PT: Ja, ich habe als Tellerwäscher angefangen. Ich habe alle Stationen in einem Restaurant durchgemacht. Ich weiss darum auch genau, was ich von meinen Mitarbeitern erwarten kann.
FB: Wie hat Deine Selbstständigkeit begonnen?
PT: Das war in Thürnen im Warteckstübli. Vorher hatte ich eine Bar in Schönenwerd geführt. Beim Durchfahren in Thürnen habe ich das Restaurant gesehen. Ich habe mich gemeldet und habe es angeschaut. Ich wusste schnell, dass ich meine Idee da umsetzen kann.
FB: Du hattest schon eine Idee. Was hattest Du denn für eine Idee?

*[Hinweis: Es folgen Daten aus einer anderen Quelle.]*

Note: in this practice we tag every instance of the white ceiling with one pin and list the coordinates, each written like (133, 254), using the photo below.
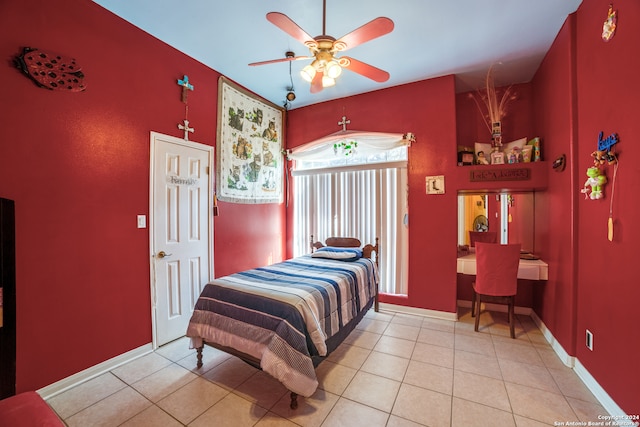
(430, 39)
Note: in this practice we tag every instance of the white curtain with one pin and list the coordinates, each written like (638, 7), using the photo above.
(366, 201)
(368, 143)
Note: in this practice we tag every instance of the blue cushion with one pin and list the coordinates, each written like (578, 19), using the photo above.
(342, 254)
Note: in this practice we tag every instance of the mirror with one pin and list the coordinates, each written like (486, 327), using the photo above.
(510, 215)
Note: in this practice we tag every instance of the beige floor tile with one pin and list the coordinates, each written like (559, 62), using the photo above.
(274, 420)
(549, 358)
(476, 343)
(230, 373)
(347, 413)
(152, 417)
(372, 325)
(407, 319)
(528, 374)
(386, 365)
(438, 324)
(538, 404)
(434, 354)
(311, 411)
(406, 332)
(164, 382)
(176, 350)
(528, 422)
(519, 352)
(373, 390)
(435, 337)
(466, 413)
(396, 346)
(432, 377)
(111, 411)
(362, 339)
(570, 384)
(423, 406)
(86, 394)
(349, 355)
(587, 411)
(476, 363)
(211, 357)
(481, 389)
(189, 402)
(333, 377)
(262, 389)
(231, 411)
(396, 421)
(141, 367)
(382, 315)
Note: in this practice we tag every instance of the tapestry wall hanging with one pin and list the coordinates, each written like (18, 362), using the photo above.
(249, 147)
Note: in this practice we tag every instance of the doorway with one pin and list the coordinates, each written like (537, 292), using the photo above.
(181, 232)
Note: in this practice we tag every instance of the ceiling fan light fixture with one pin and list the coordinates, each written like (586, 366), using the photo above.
(333, 69)
(308, 73)
(328, 81)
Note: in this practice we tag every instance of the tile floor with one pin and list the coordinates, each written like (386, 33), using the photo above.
(393, 370)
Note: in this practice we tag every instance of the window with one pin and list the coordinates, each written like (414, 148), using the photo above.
(362, 194)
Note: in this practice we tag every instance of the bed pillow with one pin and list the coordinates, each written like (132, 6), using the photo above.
(342, 254)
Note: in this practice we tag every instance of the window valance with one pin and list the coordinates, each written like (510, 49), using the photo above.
(367, 143)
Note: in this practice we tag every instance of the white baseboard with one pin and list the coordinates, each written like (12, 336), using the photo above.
(419, 311)
(573, 362)
(92, 372)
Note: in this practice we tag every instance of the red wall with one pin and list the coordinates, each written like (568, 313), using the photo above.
(608, 90)
(586, 86)
(83, 282)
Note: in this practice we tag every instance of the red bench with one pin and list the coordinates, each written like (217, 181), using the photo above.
(27, 409)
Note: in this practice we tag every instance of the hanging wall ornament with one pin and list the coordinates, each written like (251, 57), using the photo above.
(51, 71)
(609, 26)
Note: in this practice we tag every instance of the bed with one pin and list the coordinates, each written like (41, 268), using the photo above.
(287, 317)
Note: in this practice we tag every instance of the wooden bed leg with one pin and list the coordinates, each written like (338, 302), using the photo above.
(199, 356)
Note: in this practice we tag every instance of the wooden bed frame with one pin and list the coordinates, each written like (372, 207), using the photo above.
(342, 242)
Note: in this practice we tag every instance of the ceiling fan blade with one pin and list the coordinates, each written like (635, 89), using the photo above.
(369, 31)
(364, 69)
(316, 83)
(273, 61)
(285, 23)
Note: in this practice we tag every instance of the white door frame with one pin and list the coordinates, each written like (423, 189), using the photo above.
(151, 223)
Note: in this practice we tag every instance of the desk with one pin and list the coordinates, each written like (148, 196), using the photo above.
(528, 269)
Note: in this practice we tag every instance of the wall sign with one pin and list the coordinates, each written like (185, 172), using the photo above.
(521, 174)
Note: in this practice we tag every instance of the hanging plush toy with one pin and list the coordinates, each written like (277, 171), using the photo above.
(593, 185)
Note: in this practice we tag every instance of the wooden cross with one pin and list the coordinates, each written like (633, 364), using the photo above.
(186, 129)
(184, 82)
(344, 123)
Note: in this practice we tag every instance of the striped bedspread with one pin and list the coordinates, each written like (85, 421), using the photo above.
(284, 313)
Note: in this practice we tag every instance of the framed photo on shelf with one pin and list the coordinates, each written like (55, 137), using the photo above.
(497, 158)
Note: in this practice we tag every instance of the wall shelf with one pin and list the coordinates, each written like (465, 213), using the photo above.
(514, 177)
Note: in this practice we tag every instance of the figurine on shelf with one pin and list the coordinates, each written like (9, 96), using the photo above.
(482, 159)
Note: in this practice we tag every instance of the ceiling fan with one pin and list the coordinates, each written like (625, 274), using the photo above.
(326, 67)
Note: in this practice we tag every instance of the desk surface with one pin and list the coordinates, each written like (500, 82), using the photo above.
(528, 269)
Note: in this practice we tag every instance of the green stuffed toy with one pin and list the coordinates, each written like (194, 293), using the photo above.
(593, 184)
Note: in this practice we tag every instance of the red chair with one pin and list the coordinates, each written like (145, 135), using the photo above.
(482, 236)
(496, 278)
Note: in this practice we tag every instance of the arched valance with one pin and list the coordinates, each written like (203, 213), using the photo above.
(367, 142)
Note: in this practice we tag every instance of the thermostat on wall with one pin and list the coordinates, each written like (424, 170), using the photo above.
(435, 184)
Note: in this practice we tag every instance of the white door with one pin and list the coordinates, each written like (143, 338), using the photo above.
(181, 231)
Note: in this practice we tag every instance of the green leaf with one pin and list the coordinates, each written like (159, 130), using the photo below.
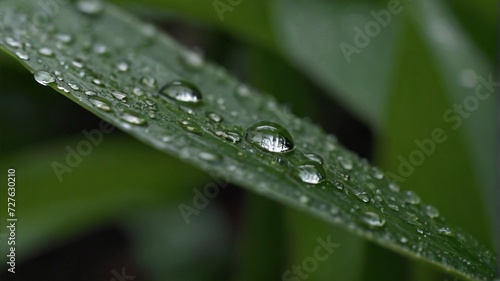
(109, 55)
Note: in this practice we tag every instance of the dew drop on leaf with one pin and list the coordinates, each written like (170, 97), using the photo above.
(132, 117)
(44, 77)
(372, 220)
(182, 92)
(411, 197)
(270, 136)
(100, 103)
(431, 211)
(311, 172)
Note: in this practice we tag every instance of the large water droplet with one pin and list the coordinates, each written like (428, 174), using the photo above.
(100, 103)
(431, 211)
(229, 136)
(411, 197)
(44, 77)
(119, 96)
(270, 136)
(214, 117)
(90, 7)
(192, 60)
(314, 157)
(46, 52)
(182, 92)
(190, 126)
(311, 172)
(346, 163)
(132, 117)
(372, 219)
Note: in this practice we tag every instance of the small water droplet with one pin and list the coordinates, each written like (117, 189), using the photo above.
(46, 52)
(242, 91)
(90, 7)
(362, 195)
(192, 60)
(64, 38)
(303, 199)
(314, 157)
(377, 173)
(346, 163)
(190, 126)
(394, 187)
(372, 220)
(411, 197)
(445, 231)
(209, 157)
(12, 42)
(182, 92)
(74, 86)
(214, 117)
(22, 55)
(229, 136)
(44, 77)
(149, 81)
(431, 211)
(100, 103)
(132, 117)
(270, 136)
(122, 66)
(311, 172)
(119, 96)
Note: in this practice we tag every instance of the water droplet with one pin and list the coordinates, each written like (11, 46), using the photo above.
(90, 7)
(46, 52)
(64, 38)
(372, 219)
(44, 77)
(270, 136)
(314, 157)
(192, 60)
(362, 195)
(303, 199)
(77, 63)
(394, 187)
(214, 117)
(22, 55)
(182, 92)
(119, 96)
(210, 157)
(242, 91)
(12, 42)
(411, 197)
(122, 66)
(100, 103)
(431, 211)
(132, 117)
(149, 82)
(190, 126)
(138, 91)
(311, 172)
(229, 136)
(346, 163)
(445, 231)
(74, 86)
(339, 185)
(377, 173)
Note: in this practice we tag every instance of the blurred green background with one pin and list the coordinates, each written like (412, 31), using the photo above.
(386, 95)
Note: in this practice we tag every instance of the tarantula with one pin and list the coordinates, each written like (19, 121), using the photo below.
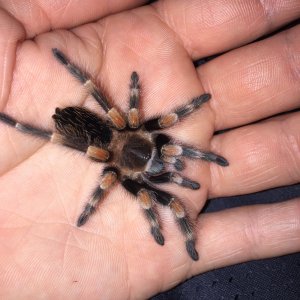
(137, 155)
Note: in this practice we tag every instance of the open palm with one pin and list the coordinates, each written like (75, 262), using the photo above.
(43, 187)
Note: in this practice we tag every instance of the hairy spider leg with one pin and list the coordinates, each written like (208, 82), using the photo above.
(160, 140)
(95, 153)
(174, 178)
(176, 207)
(146, 198)
(109, 177)
(178, 114)
(25, 128)
(113, 114)
(173, 150)
(83, 130)
(133, 113)
(169, 150)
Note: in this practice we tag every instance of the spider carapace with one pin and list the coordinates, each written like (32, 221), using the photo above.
(136, 153)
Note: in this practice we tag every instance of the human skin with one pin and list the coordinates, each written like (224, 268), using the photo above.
(43, 187)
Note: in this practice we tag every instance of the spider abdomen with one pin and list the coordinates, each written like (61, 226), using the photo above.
(81, 128)
(136, 152)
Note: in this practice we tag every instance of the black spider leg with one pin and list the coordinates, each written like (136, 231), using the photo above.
(83, 130)
(109, 177)
(133, 113)
(179, 113)
(173, 150)
(25, 128)
(176, 207)
(146, 198)
(113, 114)
(174, 178)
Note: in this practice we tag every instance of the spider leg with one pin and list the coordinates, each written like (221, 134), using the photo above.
(170, 151)
(174, 178)
(173, 150)
(133, 114)
(176, 162)
(145, 198)
(176, 207)
(113, 114)
(109, 177)
(178, 114)
(25, 128)
(93, 152)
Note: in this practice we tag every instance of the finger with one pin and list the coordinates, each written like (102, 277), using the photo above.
(248, 233)
(255, 81)
(261, 156)
(209, 27)
(42, 16)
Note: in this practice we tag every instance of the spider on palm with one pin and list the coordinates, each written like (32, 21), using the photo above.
(137, 155)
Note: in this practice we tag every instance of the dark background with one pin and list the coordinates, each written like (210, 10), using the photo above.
(275, 278)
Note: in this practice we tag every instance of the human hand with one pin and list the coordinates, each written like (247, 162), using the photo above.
(43, 187)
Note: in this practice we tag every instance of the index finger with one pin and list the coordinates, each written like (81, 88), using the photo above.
(41, 16)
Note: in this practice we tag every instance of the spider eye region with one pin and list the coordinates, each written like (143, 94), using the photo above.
(136, 153)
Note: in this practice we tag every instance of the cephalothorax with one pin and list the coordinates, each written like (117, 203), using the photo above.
(136, 153)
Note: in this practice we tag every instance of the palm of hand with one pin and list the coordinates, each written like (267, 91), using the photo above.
(57, 182)
(43, 186)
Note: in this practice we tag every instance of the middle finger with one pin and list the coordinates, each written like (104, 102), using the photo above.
(255, 81)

PT: Bevor ich etwas mache, weiss ich schon, was ich möchte. Ich habe zuerst ein Bild im Kopf und weiss, was ich machen möchte. Ich habe bei allem zuerst einen Plan und lege nicht einfach los. Ich wollte ein Speiserestaurant mit schöner und angepasster Dekoration, in dem man sich wohl fühlt. Ich wollte, dass man sieht, dass ich mir Mühe gebe. Ich glaube, man kann aus jedem Lokal etwas machen.
Das Restaurant Wartestübli hat Puvi 15 Jahre erfolgreich geführt. Und dies mit einer traditionellen Schweizer Küche. Im Jahre 2015 hat er dann in Sissach das Restaurant Sydebändel übernommen. Schon zwei Jahre vorher hat er mit der Planung angefangen.
FB: Du hast gesagt, dass du eine Idee hattest, doch was bringt denn eine Idee zum Funktionieren?
PT: Du musst es spüren … . Du musst den Gast spüren. Z.B. im Warteckstübli brauchte es kein Rindsfilet. Man muss sich auf die Wünsche der Gäste einlassen können und sich dann auch anpassen. Manchmal muss man auch von seiner ursprünglichen Idee vielleicht etwas abweichen. Nicht zu vergessen ist die Wahl der Produkte. Es ist wichtig, mit guten Produkten zu arbeiten. Es gibt ja genügend Restaurants. Da muss man einfach gut sein.
FB: Kommen die Leute wegen dem Essen oder wegen Dir?
PT: Man sagt nicht, man geht in den «Sydebändel» essen, man sagt, man geht zu Puvi essen. Ich koche immer noch selbst, doch man merkt nicht, ob ich da bin oder nicht. Meine Köche kochen genau gleich wie ich.
FB: Genau wie Du? Wie hast Du das gemacht?
PT: Ich arbeite mit meinen Köchen, bis ich sicher bin, dass sie es machen, wie ich selbst. Ich klone mich sozusagen. Der Gast bekommt bei uns immer die gleiche Qualität. Die Qualität ist nicht von Launen oder vom Koch abhängig. Dies schafft Vertrauen bei meinen Gästen.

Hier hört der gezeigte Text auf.